The discovery provides insight into how certain proteins, including Hax1,
work and how they control the process of apoptosis.
MEMPHIS, Tenn., Feb. 29 /PRNewswire-USNewswire/ -- Investigators at St. Jude Children's Research Hospital have discovered a dance of proteins that protects certain cells from undergoing apoptosis, also known as programmed cell death. Understanding the fine points of apoptosis is important to researchers seeking ways to control this process.
In a series of experiments, St. Jude researchers found that if any one of three molecules is missing, certain cells lose the ability to protect themselves from apoptosis. A report on this work appears in the advance online publication of "Nature."

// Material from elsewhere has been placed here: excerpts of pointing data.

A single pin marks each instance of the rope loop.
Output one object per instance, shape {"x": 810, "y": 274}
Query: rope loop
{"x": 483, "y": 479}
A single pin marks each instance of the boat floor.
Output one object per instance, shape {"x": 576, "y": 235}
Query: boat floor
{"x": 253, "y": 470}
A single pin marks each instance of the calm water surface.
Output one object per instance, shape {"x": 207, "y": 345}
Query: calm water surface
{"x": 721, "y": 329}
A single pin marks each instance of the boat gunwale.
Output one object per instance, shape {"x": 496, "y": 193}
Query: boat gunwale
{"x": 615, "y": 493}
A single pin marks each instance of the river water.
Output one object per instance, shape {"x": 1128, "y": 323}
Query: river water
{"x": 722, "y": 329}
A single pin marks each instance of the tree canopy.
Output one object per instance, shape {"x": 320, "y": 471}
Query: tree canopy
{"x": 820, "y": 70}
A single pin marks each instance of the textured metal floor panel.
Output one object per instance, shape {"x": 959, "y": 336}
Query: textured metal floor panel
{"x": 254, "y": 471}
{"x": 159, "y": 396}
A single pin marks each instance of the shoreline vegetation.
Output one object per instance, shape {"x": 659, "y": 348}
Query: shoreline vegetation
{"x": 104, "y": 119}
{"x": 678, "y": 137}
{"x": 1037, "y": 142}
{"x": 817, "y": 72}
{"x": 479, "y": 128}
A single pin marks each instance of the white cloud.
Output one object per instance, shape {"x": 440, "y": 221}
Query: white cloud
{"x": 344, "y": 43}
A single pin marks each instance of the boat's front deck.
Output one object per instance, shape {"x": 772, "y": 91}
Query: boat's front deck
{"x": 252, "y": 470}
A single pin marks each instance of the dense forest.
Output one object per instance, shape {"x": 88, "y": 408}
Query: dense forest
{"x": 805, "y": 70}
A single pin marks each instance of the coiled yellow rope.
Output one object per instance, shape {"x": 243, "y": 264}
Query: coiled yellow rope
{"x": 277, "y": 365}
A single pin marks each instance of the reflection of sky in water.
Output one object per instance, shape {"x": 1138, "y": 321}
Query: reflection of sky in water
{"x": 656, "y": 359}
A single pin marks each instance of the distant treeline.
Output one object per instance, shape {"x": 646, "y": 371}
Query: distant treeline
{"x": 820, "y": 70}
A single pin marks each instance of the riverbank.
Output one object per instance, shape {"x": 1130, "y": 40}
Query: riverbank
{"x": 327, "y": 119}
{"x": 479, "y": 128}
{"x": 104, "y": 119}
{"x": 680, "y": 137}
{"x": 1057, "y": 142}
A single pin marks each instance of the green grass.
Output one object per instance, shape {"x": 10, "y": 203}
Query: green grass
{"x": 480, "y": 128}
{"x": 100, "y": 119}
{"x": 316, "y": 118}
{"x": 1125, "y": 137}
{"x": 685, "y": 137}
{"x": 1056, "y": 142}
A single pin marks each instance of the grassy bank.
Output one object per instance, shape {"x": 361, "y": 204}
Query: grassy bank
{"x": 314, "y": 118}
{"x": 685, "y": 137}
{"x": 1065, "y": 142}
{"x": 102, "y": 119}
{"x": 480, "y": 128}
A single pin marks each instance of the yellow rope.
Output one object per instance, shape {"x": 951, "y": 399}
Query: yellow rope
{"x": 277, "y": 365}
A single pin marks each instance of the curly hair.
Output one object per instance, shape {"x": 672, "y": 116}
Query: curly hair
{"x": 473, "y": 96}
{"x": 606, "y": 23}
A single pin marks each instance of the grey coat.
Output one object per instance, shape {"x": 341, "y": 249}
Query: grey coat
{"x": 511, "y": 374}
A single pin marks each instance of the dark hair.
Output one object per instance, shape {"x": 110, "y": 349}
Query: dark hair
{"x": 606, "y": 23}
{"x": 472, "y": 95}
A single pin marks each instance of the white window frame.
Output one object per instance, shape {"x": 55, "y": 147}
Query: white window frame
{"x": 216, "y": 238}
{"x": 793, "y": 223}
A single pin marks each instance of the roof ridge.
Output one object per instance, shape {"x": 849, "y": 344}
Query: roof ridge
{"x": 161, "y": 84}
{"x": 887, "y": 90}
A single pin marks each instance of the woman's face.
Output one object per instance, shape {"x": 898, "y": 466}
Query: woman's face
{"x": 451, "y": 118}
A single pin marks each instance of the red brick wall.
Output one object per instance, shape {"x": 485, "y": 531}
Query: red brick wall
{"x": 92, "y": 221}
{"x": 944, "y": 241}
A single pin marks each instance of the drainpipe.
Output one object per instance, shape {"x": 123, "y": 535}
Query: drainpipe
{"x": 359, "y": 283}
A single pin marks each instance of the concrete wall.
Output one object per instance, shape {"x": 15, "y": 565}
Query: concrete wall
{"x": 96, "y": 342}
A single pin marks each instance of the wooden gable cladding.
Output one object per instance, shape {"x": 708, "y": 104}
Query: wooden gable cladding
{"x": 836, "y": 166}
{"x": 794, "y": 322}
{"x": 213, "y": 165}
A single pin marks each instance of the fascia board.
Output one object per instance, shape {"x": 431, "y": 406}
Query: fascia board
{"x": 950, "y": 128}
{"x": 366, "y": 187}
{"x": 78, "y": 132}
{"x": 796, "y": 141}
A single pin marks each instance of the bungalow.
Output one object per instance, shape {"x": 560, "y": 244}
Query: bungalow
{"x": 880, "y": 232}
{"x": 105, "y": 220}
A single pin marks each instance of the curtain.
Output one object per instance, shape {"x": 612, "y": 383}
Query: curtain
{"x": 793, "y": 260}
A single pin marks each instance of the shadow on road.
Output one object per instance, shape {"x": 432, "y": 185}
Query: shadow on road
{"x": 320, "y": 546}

"This is probably the first description of what is happening mechanistically that contributes to the ability of cells to delay apoptosis," said James Ihle, Ph.D., the paper's senior author and chair of the St. Jude Department of Biochemistry. "It provides incredible insights into how three proteins work and how they can control apoptosis."
The molecular interactions that St. Jude researchers describe in "Nature" play out in nerve cells and blood cells that develop from hematopoietic (blood-forming) stem cells.
A research team elsewhere recently reported that Kostmann's syndrome, a potentially fatal inherited deficiency of granulocytes in children, caused by excessive apoptosis of granulocytes, results from a deficiency in one of the three proteins, called Hax1.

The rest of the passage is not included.